La mesure arrive « à point nommé », soutient M. Pierre qui souligne que le port de casque est « obligatoire dans toutes les législations internationales ».

Et en Haïti, des dispositions similaires sont inscrites dans le décret du 26 mai 2006 sur l’Immatriculation et la circulation des véhicules.

L’obligation du port du casque ne date donc pas d’hier. Mais les moyens pour l’appliquer font parfois défaut, avoue le chef adjoint de la Direction de la circulation et de la police routière, (DCPR), le Commissaire principal Goodson Jeune.

« Nul n’est censé ignorer la loi. Le problème, c’est son application ».

Le Commissaire principal Jeune indique que tous les policiers affectés à la circulation, à savoir 500 dans la capitale, sont censés verbaliser un motocycliste ne portant pas de casque. L’amende est fixée à 1000 Gourdes (25 dollars), soit 10 fois le prix d’une course en taxi-moto.

Ceux qui n’ont ni casque ni papiers ou permis sont arrêtés et leur moto confisquée.

Un moyen de lutter contre le banditisme

Si bon nombre de citoyens dépendent de la moto pour se faufiler dans les kilomètres de bouchons et arriver à l’heure au bureau, « les motocyclettes constituent [aussi] un problème d’insécurité dans la capitale », estime M. Jeune.

Logan Abassi - UN/MINUSTAH Logan Abassi - UN/MINUSTAH

En effet, les journaux d’Haïti rapportent régulièrement des cas de vol ou de meurtre commis par des individus circulant à moto qui s’enfuient après avoir commis leur délit.

Avec l’annonce du 11 juillet, les autorités espèrent donc « régulariser le trafic, tout en diminuant les marges de manœuvre des hors-la-loi qui utilisent souvent la moto comme moyen de déplacement », explique le Commissaire adjoint.
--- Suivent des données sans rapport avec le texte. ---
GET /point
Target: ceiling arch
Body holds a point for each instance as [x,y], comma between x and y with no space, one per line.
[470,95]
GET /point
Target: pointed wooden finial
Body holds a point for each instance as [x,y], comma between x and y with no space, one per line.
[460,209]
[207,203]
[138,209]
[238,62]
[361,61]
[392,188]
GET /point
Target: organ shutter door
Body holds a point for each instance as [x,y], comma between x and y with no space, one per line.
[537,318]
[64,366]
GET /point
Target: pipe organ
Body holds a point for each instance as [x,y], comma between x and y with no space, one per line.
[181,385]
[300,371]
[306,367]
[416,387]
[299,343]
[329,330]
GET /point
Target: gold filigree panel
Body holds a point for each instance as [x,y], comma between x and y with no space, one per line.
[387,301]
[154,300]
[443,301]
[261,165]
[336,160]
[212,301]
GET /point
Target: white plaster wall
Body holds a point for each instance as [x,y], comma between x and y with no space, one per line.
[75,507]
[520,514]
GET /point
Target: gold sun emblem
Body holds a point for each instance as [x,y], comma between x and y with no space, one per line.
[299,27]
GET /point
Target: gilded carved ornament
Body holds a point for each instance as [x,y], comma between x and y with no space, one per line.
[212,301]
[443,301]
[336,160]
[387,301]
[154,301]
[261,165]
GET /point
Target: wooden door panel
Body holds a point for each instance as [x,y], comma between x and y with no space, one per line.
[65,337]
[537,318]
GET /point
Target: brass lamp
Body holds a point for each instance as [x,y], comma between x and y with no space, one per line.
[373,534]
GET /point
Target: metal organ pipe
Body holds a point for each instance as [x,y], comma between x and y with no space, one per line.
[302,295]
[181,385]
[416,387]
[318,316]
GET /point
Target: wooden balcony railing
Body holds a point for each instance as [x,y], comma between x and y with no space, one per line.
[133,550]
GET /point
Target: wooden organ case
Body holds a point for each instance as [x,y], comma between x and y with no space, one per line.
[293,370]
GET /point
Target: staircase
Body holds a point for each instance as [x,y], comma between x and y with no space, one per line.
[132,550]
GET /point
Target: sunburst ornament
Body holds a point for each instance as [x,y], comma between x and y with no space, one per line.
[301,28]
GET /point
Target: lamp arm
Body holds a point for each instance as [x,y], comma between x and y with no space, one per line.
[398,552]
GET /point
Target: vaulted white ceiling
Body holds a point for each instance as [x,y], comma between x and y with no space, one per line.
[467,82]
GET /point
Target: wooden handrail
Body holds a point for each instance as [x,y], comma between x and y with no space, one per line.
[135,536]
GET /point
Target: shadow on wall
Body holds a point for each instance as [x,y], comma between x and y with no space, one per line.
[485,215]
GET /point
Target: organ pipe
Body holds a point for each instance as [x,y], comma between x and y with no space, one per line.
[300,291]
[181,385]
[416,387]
En outre, les chauffeurs de taxi-moto doivent être identifiables et affiliés à une association reconnue par l’Etat.

« Une fois nos membres identifiés, les malfaiteurs n’auront d’autre choix que de s’abstenir ou de changer d’activité », estime Jean Charles Dieuner, coordonnateur de la Plateforme des Associations de motocyclistes taxis d’Haïti (PLAMOTAH).

En effet, selon l’annonce faite par le ministère de l’Intérieur et de la sécurité publique, tout chauffeur de taxi-moto sera muni d’un casque et d’un gilet portant un numéro attribué par la police de concert avec les mairies et les associations de taxi-moto.

Malgré quelques doutes quant à son application, les usagers sont pour. « Si quelqu’un avec un matricule commet un délit, on pourra le retrouver là où il a commencé sa course », acquiesce une jeune femme rencontrée dans la rue longeant l’aéroport de Port-au-Prince.

Mais, plus que la sécurité des motards, c’est bien la lutte contre le crime qui semble motiver les partisans de cette mesure.